Future work should consider several complementary strategies to address the limitations identified in this study and enhance the operational utility of VI-based phenotyping systems for olive fruit quality assessment. First, preservation of temporal structure in predictive models is essential, potentially through trajectory-based or time-series approaches that maintain stage-specific VI–chemical relationships rather than collapsing variation through cultivar-level averaging.
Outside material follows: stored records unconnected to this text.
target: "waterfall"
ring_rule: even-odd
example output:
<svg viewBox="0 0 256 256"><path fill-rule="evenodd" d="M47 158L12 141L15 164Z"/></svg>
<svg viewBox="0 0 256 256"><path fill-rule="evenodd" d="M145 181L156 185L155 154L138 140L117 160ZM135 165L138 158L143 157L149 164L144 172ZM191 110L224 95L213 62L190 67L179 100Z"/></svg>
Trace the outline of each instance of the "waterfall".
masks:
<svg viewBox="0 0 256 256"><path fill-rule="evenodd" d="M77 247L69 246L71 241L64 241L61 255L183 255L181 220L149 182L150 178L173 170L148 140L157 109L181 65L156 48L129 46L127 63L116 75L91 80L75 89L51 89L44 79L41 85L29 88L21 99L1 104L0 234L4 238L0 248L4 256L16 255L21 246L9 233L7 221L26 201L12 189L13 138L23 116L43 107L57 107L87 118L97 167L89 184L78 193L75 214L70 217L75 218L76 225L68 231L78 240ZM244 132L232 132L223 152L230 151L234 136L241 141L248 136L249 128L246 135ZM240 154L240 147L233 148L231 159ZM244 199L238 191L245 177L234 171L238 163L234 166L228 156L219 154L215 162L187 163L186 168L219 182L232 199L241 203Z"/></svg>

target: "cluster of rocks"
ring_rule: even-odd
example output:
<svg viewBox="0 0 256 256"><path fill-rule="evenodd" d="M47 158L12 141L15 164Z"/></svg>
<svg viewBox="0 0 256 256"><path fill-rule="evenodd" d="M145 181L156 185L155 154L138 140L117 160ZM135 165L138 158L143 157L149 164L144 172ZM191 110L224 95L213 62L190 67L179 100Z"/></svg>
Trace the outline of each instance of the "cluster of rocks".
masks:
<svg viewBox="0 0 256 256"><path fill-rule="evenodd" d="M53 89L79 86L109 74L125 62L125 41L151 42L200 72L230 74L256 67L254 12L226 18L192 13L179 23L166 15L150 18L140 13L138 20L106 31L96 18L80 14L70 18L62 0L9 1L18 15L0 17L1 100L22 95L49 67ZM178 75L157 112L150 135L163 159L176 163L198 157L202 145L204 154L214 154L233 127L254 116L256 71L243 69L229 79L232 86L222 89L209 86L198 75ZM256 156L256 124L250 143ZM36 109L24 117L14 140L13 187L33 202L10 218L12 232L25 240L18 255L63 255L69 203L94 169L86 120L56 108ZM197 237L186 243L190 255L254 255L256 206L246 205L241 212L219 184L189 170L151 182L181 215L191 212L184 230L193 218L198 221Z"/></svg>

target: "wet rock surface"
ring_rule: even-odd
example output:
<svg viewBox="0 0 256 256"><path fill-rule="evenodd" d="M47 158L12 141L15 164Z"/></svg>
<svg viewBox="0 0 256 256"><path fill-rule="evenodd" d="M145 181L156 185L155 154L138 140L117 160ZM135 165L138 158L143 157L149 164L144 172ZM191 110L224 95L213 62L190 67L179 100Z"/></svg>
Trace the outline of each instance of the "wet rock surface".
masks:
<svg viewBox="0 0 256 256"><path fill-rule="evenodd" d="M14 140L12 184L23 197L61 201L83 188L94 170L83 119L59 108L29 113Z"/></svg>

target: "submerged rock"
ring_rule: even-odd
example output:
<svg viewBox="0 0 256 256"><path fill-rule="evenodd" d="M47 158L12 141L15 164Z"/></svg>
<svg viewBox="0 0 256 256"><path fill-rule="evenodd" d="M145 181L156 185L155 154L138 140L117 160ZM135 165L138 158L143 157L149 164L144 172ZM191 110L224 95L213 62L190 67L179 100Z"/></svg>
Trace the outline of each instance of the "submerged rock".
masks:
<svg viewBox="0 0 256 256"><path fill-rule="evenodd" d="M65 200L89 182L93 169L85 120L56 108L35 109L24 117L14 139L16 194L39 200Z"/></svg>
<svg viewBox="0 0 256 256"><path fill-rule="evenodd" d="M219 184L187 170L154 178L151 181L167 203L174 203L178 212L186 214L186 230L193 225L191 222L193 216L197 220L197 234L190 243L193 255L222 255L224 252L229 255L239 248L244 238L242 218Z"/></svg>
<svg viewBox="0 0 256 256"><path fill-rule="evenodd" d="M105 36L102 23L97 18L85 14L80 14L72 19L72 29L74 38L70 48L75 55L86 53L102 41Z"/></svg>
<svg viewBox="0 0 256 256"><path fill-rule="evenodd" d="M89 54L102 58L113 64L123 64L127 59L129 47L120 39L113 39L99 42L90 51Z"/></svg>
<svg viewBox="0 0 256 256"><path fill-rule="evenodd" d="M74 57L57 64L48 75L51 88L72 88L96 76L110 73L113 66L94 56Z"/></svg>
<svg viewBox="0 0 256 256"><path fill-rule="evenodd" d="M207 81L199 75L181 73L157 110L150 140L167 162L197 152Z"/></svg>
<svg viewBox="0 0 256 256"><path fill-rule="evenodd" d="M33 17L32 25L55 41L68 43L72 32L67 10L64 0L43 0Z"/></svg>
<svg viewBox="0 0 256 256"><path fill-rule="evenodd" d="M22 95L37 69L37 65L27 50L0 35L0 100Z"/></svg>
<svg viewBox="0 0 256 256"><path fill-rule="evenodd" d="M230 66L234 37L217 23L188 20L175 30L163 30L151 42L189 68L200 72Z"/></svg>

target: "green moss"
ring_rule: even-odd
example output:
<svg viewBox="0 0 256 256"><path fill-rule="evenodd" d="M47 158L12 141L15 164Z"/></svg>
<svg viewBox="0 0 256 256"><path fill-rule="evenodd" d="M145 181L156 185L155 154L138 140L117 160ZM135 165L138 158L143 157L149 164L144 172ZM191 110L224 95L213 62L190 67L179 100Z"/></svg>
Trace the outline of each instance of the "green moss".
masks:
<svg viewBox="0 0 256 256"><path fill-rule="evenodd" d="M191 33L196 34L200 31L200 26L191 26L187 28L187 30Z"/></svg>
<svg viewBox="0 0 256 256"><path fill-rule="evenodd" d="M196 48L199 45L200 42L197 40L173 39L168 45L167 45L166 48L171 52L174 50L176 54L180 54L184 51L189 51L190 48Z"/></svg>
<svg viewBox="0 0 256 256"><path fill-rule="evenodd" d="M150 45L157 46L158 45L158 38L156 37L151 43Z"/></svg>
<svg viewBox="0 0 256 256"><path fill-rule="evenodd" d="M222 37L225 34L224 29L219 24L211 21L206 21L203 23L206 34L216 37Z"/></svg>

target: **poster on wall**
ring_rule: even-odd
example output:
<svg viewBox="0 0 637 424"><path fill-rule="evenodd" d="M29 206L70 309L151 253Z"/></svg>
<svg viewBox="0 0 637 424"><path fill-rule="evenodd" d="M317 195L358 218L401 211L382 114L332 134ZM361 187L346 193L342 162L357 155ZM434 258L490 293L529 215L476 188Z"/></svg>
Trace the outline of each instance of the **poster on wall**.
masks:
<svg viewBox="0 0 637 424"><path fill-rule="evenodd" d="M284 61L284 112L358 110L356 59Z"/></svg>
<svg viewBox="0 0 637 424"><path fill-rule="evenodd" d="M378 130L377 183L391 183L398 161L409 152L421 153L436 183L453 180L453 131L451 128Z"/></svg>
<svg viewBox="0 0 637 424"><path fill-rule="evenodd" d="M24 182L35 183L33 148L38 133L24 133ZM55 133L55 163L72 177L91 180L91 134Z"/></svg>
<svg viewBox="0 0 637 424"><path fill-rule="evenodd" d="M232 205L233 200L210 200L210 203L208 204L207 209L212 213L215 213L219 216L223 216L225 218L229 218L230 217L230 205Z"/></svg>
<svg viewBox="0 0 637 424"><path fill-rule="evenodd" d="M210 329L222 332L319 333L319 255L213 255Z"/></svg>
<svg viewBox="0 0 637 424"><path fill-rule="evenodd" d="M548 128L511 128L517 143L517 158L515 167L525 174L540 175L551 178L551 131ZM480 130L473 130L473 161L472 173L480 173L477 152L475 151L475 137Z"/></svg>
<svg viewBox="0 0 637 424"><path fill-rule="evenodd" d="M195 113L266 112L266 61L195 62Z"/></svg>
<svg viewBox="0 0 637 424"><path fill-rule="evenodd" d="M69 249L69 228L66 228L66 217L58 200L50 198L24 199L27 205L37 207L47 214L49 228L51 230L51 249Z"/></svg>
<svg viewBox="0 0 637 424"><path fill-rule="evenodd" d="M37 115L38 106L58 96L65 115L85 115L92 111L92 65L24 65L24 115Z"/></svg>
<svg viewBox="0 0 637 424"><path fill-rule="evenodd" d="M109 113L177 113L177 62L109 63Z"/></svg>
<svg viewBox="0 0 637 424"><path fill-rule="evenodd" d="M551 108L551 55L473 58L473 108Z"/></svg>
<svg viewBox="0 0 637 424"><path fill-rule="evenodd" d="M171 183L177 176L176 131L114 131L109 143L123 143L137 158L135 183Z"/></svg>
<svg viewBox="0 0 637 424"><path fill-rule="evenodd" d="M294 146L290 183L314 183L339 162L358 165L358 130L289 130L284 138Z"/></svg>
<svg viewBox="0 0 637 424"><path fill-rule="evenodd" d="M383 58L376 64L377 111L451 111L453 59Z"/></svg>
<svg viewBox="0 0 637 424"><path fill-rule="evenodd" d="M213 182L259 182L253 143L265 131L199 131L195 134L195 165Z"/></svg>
Second, expansion of the chemical analytical panel to include anthocyanins, specific carotenoid fractions, and detailed phenolic class distributions would provide a more comprehensive biochemical characterization capable of explaining the multifactorial nature of fruit spectral signatures. Third, integration of advanced machine learning approaches such as convolutional neural networks [
39,
40,
41] or ensemble methods may capture complex non-linear relationships between spectral features and chemical composition that conventional vegetation indices cannot approximate.
Finally, development of cultivar-specific or cultivar-adaptive models using techniques such as transfer learning or hierarchical modeling could account for genetic variation while maintaining predictive accuracy across diverse germplasm, enabling broader deployment of spectral-based quality monitoring systems in commercial olive production.
5. Conclusions
This study successfully identified vegetation indices capable of tracking biochemcal changes during olive fruit ripening, with important implications for both production systems and breeding programs. The strong within-cultivar temporal correlations demonstrate that VI-based systems can effectively monitor ripening progression and optimize harvest timing, though moderate inter-cultivar variability in VI–chemical relationships necessitates cultivar-specific calibrations for operational use across diverse germplasm.
For breeding applications, the contrasting behaviors between chlorophyll and polyphenol dynamics establish distinct strategic approaches. Chlorophyll content represents a relatively predictable trait with conserved degradation patterns across genotypes, supporting development of universal VI-based tracking models that require validation across additional environmental conditions and harvest seasons. Conversely, polyphenol profiles exhibited marked cultivar-specific diversity, with cultivars displaying positive, negative, or minimal variation throughout maturation.
Future research priorities emerge directly from the temporal aggregation artifacts identified in this study, where strong stage-by-stage correlations collapsed to weak cultivar-level relationships when averaged across ripening stages. VI-based phenotyping systems must preserve ripening trajectory information through time-series approaches or repeated measurements at key developmental stages, enabling extraction of temporal derivatives and trajectory-based features that quantify ripening dynamics rather than instantaneous states.
While this study deliberately employed single-site germplasm screening to isolate genetic effects on spectral–chemical relationships, environmental validation across pedoclimatic gradients is essential before broad deployment in diverse Mediterranean olive-growing regions. Expansion of biochemical panels to include anthocyanins, carotenoids, and detailed phenolic class distributions may further reduce prediction uncertainty and improve cultivar-level discrimination, thereby bridging the current gap between temporal tracking capacity and cross-cultivar chemical phenotyping.